Laura McGahey Roberts White v. David Carlton Wright
737 S.E.2d 519
Va. Ct. App.2013Background
- Married in August 1986 with three daughters; parties separated July 2008 in Richmond; husband is Hunton & Williams equity partner leading the Capital Real Estate Finance Group; trial court valued husband’s law practice at Hunton & Williams at about $1.492M (wife’s expert) vs $503K (husband’s expert); husband has three Hunton & Williams retirement accounts, SRP is pertinent; trial court initially ruled SRP not marital property but later found it marital and awarded wife 25% of its value under a deferred distribution method; court awarded wife $10,000 monthly spousal support for four years with a reservation of future rights; wife argued for using separation date as alternate valuation date for two accounts; husband argued post-separation expenditures of marital funds were proper under dissipation doctrine; both parties appeal and appellate fees sought.
Issues
| Issue | Plaintiff's Argument | Defendant's Argument | Held |
|---|---|---|---|
| Reservation of spousal support duration | Husband argues reservation invalid/no fixed duration | Wife seeks reservation per Code §20-107.1(D) with presumption 11-year duration | Reservation reversed for lack of identified duration; remanded for explicit 50% marriage-to-separation period duration. |
| SRP marital share calculation | Husband argues SRP value entirely nonmarital until vesting | SRP contains marital value when and if vesting occurs; award of 25% of total value improper | Remand to limit SRP award to marital share; apply 50% of marital share cap and adjust to reflect marital portion only. |
| Valuation method for SRP goodwill and intrinsic value | Husband challenges bottom-up valuation; claims lack of appropriate data | Court properly used bottom-up method; Raymond’s approach better reflects intrinsic value | Court’s valuation affirmed as credible; no plain error in method; goodwill properly treated as institutional marital value. |
| Valuation date for Ameritrade/Bank of America accounts | Wife argues for separation-date or post-separation adjustments | Court correctly valued as of evidentiary hearing date with no good cause shown for alternate date | No abuse of discretion; no dissipation found requiring alternate date. |
| Defined-duration spousal support amount/duration | Wife contends four-year term insufficient; employment prospects anew | Trial court acted within discretion given wife’s earning capacity and timeline to re-enter workforce | Defined-duration award for four years upheld as not an abuse of discretion. |
Key Cases Cited
- Vissicchio v. Vissicchio, 27 Va. App. 240 (1998) (reservation of spousal support rights permissible when pleadings allow)

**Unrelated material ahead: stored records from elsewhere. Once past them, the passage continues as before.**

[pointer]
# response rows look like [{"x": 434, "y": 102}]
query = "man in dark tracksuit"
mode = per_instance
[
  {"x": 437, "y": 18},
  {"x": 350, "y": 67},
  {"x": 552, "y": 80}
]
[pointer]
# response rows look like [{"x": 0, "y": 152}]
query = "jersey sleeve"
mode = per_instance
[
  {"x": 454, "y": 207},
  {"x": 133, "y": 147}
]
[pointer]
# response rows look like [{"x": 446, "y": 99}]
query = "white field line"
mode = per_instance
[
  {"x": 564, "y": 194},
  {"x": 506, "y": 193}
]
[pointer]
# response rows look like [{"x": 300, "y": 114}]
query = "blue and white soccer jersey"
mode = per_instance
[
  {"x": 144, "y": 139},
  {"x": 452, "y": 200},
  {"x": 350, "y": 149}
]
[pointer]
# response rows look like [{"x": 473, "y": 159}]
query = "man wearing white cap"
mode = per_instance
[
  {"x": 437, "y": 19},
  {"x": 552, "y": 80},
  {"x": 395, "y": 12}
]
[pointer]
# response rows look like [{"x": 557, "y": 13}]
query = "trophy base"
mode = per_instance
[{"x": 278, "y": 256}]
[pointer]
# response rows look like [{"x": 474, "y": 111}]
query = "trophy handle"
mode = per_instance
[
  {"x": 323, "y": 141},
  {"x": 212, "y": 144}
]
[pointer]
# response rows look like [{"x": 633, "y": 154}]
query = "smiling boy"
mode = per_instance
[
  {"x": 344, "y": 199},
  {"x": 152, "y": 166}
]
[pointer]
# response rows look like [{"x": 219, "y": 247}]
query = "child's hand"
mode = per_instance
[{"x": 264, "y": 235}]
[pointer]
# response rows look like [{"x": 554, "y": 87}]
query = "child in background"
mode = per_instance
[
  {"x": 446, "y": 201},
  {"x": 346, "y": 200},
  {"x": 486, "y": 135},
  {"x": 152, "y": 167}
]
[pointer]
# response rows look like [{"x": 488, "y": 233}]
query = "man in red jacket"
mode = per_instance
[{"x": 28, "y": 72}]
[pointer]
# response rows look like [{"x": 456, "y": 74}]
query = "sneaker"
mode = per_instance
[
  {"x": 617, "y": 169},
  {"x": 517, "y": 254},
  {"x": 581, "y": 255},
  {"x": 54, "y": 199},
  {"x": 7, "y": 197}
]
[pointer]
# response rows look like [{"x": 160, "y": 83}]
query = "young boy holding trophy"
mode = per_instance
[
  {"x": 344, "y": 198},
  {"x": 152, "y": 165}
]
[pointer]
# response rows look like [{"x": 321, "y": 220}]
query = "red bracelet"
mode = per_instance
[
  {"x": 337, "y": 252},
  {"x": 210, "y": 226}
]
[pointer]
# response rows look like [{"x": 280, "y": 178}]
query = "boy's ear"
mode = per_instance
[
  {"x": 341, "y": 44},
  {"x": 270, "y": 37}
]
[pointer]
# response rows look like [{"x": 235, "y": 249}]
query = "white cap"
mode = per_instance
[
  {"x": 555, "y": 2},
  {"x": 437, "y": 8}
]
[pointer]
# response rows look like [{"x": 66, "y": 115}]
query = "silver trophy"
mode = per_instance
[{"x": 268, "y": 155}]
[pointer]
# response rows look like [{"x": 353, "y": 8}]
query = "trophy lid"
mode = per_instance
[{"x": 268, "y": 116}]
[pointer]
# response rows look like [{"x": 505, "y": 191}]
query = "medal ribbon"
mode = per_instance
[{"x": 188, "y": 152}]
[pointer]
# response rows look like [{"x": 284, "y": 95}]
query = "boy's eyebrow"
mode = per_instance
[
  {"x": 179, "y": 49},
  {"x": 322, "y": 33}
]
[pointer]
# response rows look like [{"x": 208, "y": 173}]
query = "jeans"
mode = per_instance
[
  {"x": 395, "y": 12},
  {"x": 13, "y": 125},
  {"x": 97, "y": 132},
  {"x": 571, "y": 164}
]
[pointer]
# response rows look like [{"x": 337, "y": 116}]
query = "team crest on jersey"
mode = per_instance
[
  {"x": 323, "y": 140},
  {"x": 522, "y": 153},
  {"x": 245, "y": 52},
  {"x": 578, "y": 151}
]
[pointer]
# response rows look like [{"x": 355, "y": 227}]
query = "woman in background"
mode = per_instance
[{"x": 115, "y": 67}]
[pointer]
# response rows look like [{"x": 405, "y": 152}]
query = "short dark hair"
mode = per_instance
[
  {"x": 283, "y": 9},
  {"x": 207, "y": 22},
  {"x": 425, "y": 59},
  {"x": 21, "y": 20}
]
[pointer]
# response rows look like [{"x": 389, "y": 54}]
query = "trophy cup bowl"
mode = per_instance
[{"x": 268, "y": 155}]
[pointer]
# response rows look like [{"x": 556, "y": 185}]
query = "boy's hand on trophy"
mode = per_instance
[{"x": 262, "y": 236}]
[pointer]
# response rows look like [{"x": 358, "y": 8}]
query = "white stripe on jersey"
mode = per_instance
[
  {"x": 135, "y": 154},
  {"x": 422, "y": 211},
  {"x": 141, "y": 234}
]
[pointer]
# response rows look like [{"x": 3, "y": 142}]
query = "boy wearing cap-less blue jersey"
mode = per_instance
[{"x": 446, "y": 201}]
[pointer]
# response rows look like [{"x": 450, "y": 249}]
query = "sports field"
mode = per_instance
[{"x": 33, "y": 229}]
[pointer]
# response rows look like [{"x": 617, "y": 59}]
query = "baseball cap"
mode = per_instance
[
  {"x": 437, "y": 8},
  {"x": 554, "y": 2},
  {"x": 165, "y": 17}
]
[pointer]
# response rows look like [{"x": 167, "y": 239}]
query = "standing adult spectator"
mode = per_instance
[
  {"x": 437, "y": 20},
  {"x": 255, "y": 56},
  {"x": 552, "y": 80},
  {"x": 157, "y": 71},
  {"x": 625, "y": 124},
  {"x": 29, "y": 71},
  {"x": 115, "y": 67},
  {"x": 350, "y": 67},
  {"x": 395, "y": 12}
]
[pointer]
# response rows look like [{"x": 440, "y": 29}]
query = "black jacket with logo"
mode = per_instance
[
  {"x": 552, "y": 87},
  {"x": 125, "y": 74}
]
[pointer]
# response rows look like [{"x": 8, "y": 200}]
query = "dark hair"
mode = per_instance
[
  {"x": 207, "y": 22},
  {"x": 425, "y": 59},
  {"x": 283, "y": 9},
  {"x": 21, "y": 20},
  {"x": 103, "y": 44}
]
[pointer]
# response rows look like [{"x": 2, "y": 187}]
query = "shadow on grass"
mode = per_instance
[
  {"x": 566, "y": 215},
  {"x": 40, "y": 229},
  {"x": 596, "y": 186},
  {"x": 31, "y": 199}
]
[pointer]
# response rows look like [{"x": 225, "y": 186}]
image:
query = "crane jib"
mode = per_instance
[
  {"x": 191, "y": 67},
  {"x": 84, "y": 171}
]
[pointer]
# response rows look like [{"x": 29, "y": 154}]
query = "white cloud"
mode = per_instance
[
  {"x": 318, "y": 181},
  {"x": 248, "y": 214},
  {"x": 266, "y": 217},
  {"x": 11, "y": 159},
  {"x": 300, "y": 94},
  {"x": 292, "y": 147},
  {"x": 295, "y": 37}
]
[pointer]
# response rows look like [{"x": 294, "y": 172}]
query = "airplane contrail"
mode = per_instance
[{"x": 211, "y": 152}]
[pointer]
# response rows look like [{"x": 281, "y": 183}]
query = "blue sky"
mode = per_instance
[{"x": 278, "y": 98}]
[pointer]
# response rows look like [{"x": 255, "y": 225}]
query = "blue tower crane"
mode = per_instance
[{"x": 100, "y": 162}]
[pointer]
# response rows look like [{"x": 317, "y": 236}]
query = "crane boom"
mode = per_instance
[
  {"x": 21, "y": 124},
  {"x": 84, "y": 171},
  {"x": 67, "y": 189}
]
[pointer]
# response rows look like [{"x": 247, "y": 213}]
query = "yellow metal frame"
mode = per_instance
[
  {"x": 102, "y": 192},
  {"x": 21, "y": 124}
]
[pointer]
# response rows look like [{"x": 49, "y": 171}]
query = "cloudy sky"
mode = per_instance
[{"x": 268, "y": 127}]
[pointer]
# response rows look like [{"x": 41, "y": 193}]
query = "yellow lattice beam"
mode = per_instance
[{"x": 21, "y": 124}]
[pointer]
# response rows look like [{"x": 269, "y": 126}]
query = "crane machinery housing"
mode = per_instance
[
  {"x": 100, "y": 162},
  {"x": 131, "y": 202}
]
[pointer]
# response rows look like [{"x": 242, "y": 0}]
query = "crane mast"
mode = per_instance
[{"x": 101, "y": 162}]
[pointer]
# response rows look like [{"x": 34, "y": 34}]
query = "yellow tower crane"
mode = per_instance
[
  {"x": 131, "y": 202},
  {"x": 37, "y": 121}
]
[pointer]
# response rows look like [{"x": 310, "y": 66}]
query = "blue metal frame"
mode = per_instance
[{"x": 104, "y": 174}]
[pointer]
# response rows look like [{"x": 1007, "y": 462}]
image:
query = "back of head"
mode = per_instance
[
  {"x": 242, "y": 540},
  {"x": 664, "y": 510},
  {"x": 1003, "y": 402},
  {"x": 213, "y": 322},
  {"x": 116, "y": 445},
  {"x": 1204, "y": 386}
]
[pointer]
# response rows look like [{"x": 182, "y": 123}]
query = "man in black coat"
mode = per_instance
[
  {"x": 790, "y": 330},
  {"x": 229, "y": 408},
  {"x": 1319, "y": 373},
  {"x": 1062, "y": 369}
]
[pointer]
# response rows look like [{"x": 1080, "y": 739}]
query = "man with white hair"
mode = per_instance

- Blank v. Blank, 10 Va. App. 1 (1990) (support rights available where no bar to receive spousal support)
- Bacon v. Bacon, 3 Va. App. 484 (1986) (review of spousal support and reservation decisions)
- Poliquin v. Poliquin, 12 Va. App. 676 (1991) (presumptive duration for spousal support reservations)
- Irwin v. Irwin, 47 Va. App. 287 (2005) (limits on derivative relief under 20-107.1(D))
- Mosley v. Mosley, 19 Va. App. 192 (1994) (limits on pension-type awards and marital share calculations)
- Howell v. Howell, 31 Va. App. 332 (2000) (bottom-up valuation method for professional practices; intrinsic value standard)
- Torian v. Torian, 38 Va. App. 167 (2002) (deferred distribution approach for marital shares in pensions)
- Thomas v. Thomas, 40 Va. App. 639 (2003) (valuation date and discretion in dissipation contexts)
- Clements v. Clements, 10 Va. App. 580 (1990) (dissipation post-separation; use alternate valuation date when necessary)
- Street v. Street, 25 Va. App. 380 (1997) (credibility determinations; weight of witness testimony)
- Banagan v. Banagan, 17 Va. App. 321 (1998) (special issues in retirement plans and marital property)
- Russell v. Russell, 11 Va. App. 411 (1990) (distinguishing personal vs practice goodwill in valuations)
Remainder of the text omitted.